Autoresearch can approach this fundamentally differently. The metric: total transport costs per delivered unit, including fuel, time, personnel costs and CO₂ levies. The agent adjusts the routing logic — not just the routes themselves but the rules by which routes are determined. Simulates a week of deliveries. Checks the metric. Repeats.

The difference from existing route optimisation is that the agent may rewrite the rules themselves. Perhaps it discovers that splitting certain deliveries across two smaller vehicles is cheaper than one large transport. Or that shifting deliveries to night hours in certain regions reduces total costs by 8%.

4. Chips and data centres: hardware that learns to consume less energy

Data centres already consume more electricity than some countries. The expectation is that AI workloads' energy consumption will double or triple in the coming years.

But here lies an enormous opportunity. Because the energy consumption of chips and data centres is largely a software problem.

Take GPU kernels. These are the small pieces of code running on the chip. How those kernels are written determines how much energy a calculation costs. A project called AutoKernel applies the autoresearch pattern to GPU kernel optimisation. The agent profiles which kernels consume the most energy, rewrites them, benchmarks the result and repeats.

A data centre has thousands of configuration parameters. Cooling algorithms, workload schedulers, power management, thermal models. These systems are currently tuned by engineers based on best practices and manual tuning. But the interactions between those systems are so complex that no human can find the optimal point.

The most beautiful irony of all: AI deploying itself to make AI cheaper and greener.

5. Energy networks: balancing that learns itself

The electricity grid is becoming increasingly complex. Solar panels, wind turbines, home batteries, electric cars charging and discharging. The balance between supply and demand must be right in real time.

The metric is clear: minimum cost of energy balancing, with the constraint that grid frequency stays within tolerances. An autoresearch loop can simulate and optimise the control logic of an energy network. When does your home battery switch from charging to supplying? At what price threshold do you ask large industrial consumers to reduce their consumption?

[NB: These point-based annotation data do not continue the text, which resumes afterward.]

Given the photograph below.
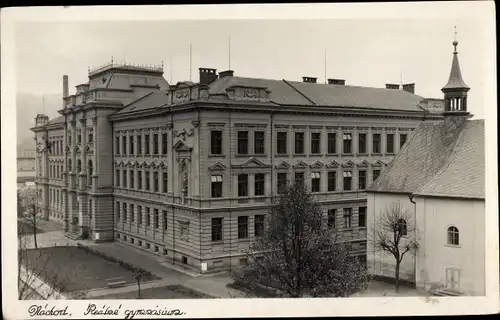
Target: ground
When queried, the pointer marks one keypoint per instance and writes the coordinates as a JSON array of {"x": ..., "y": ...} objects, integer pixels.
[
  {"x": 166, "y": 292},
  {"x": 81, "y": 270}
]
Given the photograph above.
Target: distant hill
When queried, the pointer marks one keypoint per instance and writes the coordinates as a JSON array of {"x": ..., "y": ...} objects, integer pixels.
[{"x": 27, "y": 107}]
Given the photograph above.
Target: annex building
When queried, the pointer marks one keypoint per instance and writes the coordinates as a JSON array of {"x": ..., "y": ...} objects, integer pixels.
[
  {"x": 439, "y": 177},
  {"x": 188, "y": 170}
]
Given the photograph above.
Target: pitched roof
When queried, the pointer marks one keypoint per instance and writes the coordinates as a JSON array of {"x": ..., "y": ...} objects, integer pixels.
[
  {"x": 434, "y": 163},
  {"x": 301, "y": 93}
]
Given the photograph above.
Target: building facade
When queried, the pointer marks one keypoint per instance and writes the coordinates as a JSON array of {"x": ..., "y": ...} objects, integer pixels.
[
  {"x": 188, "y": 171},
  {"x": 438, "y": 177}
]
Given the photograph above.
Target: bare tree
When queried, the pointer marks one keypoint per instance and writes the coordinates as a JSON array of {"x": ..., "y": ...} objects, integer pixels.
[
  {"x": 395, "y": 235},
  {"x": 298, "y": 255},
  {"x": 33, "y": 272}
]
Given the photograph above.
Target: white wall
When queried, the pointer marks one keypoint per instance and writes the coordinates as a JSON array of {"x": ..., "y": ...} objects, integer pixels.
[
  {"x": 434, "y": 216},
  {"x": 381, "y": 263}
]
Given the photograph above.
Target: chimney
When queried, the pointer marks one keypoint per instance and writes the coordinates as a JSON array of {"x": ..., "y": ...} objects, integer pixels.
[
  {"x": 391, "y": 86},
  {"x": 227, "y": 73},
  {"x": 409, "y": 87},
  {"x": 309, "y": 79},
  {"x": 207, "y": 75},
  {"x": 340, "y": 82},
  {"x": 65, "y": 89}
]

This is the kind of problem with thousands of interacting variables that is impossible for humans to oversee. But perfect for a loop that tests a new configuration every five minutes.

The energy transition is not just a hardware problem. It is a software optimisation problem. And autoresearch is built for this type of challenge.

6. Education personalisation: learning paths that improve themselves

Educational platforms have struggled with personalisation for years. Which order of learning material leads to the best learning outcomes? Which combination of video, text, and exercises works for which type of learner?

The metric: score on a standardised test after completing a module. The agent adjusts the order, difficulty level, and mix of content. Simulates learning paths based on historical student data. Checks whether the average test score improves without the dropout rate rising.

An autoresearch loop can test thousands of variants of a learning path and discover that a counterintuitive order — for example, first a difficult exercise and then the theory — leads to better results.

Education is too important to base only on intuition.

The pattern is the product

This is what most people don't see yet.

Autoresearch is not a tool. It is a pattern. A recipe. Take a modifiable file, define a measurable metric, set an AI agent on it, and let the loop run.

Karpathy himself summarised it:

You no longer write the code. You write the markdown that tells the agent how to write the code. The human becomes the meta-researcher. The strategy is yours. The tactics belong to the machine.

The implications are enormous. Every company that is trying to improve a number somewhere now has access to a method that experiments a hundred times faster than a human team. Not in ten years. Now. The script is on GitHub. MIT licence. 630 lines of Python.

The question is not whether this pattern will impact your industry.

The question is: where do you aim the loop?